Statt Vorbild zu sein, treibt das Abkommen zwischen der EU und Tunesien eine Art von Migrationspartnerschaft auf die Spitze, die diesen Namen nicht verdient. In einer gemeinsam von Misereor und Brot für die Welt veröffentlichten Studie zur Migrationspartnerschaft mit Tunesien zeigen die Organisationen, dass das jüngste Abkommen tatsächlich mehr Probleme schafft als löst.
Vergangene Investitionen in den Grenzschutz haben die Zahl der gefährlichen Überfahrten nicht reduzieren können. Stattdessen legitimiert die diplomatische und finanzielle Aufwartung den autoritären Regierungsstil der tunesischen Regierung. Gleichzeitig verschlechtert sie dadurch die Situation der demokratischen Zivilgesellschaft und der Migrant*innen vor Ort. Dass die autoritäre Führung in Tunis kein verlässlicher Partner ist, hat auch die EU selbst feststellen müssen. Nachdem zunächst einer Delegation aus EU-Parlamentariern die Einreise verwehrt wurde, ist auch die erste Tranche an versprochenen Geldern von der tunesischen Regierung zurücküberwiesen worden.

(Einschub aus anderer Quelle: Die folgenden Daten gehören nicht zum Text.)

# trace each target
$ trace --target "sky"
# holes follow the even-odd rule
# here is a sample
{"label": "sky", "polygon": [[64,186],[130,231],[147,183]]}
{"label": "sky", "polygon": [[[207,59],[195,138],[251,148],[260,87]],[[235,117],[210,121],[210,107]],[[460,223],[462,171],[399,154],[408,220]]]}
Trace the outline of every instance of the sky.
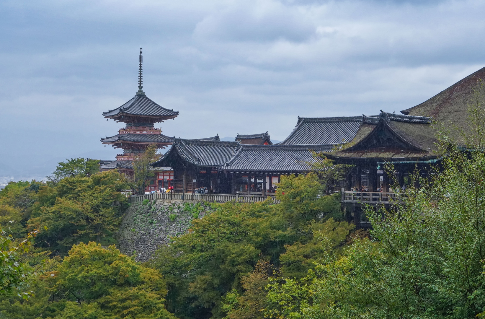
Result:
{"label": "sky", "polygon": [[137,89],[184,138],[268,131],[297,117],[398,112],[485,66],[485,1],[2,0],[0,183],[57,162],[114,159],[103,111]]}

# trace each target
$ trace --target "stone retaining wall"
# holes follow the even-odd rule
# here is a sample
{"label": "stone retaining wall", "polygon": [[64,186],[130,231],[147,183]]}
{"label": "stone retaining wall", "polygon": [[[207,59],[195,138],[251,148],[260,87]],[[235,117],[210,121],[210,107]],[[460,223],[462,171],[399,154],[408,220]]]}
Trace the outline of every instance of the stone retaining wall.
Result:
{"label": "stone retaining wall", "polygon": [[127,210],[116,236],[118,249],[135,255],[138,261],[147,261],[170,237],[187,231],[194,218],[200,218],[210,208],[203,202],[169,200],[145,200],[131,204]]}

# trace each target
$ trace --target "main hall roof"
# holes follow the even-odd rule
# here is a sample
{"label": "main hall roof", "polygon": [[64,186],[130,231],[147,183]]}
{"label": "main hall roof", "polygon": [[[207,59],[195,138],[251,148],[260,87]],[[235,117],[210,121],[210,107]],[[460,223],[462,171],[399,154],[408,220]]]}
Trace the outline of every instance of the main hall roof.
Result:
{"label": "main hall roof", "polygon": [[194,165],[218,167],[232,158],[238,145],[236,142],[176,138],[171,148],[152,165],[165,166],[165,160],[177,153]]}
{"label": "main hall roof", "polygon": [[307,171],[314,161],[312,151],[330,151],[333,145],[241,145],[234,156],[219,169],[228,172],[291,174]]}
{"label": "main hall roof", "polygon": [[280,145],[341,144],[355,136],[362,117],[300,118],[296,126]]}

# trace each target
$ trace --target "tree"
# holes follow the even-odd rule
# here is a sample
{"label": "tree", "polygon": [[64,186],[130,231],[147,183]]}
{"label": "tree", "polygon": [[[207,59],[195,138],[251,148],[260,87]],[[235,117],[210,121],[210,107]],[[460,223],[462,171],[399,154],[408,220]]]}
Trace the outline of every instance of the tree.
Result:
{"label": "tree", "polygon": [[33,239],[38,233],[33,230],[23,240],[15,244],[13,237],[0,229],[0,296],[16,294],[24,299],[32,296],[32,292],[27,290],[34,270],[20,259],[22,253],[31,249]]}
{"label": "tree", "polygon": [[158,159],[160,154],[157,152],[156,144],[149,145],[143,152],[140,153],[131,161],[133,171],[120,171],[125,184],[132,188],[137,195],[145,194],[146,181],[149,177],[155,176],[155,170],[150,164]]}
{"label": "tree", "polygon": [[99,161],[82,157],[71,158],[66,162],[60,162],[56,169],[47,179],[53,183],[57,183],[65,177],[89,176],[99,171]]}
{"label": "tree", "polygon": [[154,269],[137,264],[114,245],[73,246],[59,266],[54,289],[67,300],[58,317],[175,319],[165,309],[167,290]]}
{"label": "tree", "polygon": [[[121,192],[123,186],[119,174],[113,171],[90,177],[65,178],[55,187],[39,191],[39,204],[27,225],[37,229],[47,227],[40,235],[47,242],[42,245],[48,243],[51,249],[61,253],[80,240],[106,239],[109,244],[127,203]],[[113,206],[113,202],[119,205]]]}
{"label": "tree", "polygon": [[313,161],[308,163],[311,171],[316,174],[322,188],[333,189],[337,182],[344,180],[354,165],[335,164],[334,161],[327,158],[323,153],[312,152]]}

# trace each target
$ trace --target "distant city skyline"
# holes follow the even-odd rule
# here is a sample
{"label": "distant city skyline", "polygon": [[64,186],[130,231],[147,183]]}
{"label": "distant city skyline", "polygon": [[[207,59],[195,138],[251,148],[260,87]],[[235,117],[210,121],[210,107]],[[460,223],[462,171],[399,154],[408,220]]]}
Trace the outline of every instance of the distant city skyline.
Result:
{"label": "distant city skyline", "polygon": [[114,159],[99,138],[119,124],[102,112],[134,95],[141,45],[144,91],[180,112],[163,134],[283,140],[298,116],[398,113],[482,67],[484,12],[478,0],[2,1],[0,182]]}

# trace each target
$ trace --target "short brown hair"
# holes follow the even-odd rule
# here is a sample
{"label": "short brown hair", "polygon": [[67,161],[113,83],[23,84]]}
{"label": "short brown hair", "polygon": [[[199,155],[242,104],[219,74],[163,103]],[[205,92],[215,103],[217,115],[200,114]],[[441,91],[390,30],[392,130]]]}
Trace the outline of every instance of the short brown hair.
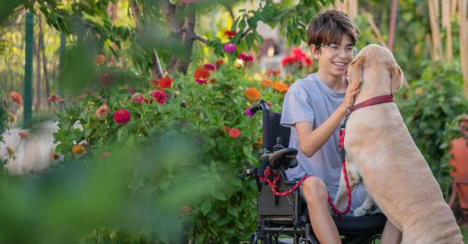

In zwei begleitenden Blogposts argumentiert Lucas Rasche für Misereor deshalb, dass Deutschland und die EU mit derartigen Abkommen die eigene Glaubwürdigkeit und Durchsetzungsfähigkeit rechtlicher Standards zum Flüchtlingsschutz auf internationalem Parkett schwächen. Andreas Grünewald schreibt bei Brot für die Welt ergänzend, dass die Debatte über Migrationsabkommen in Zukunft grundsätzlich neu geführt werden müsse.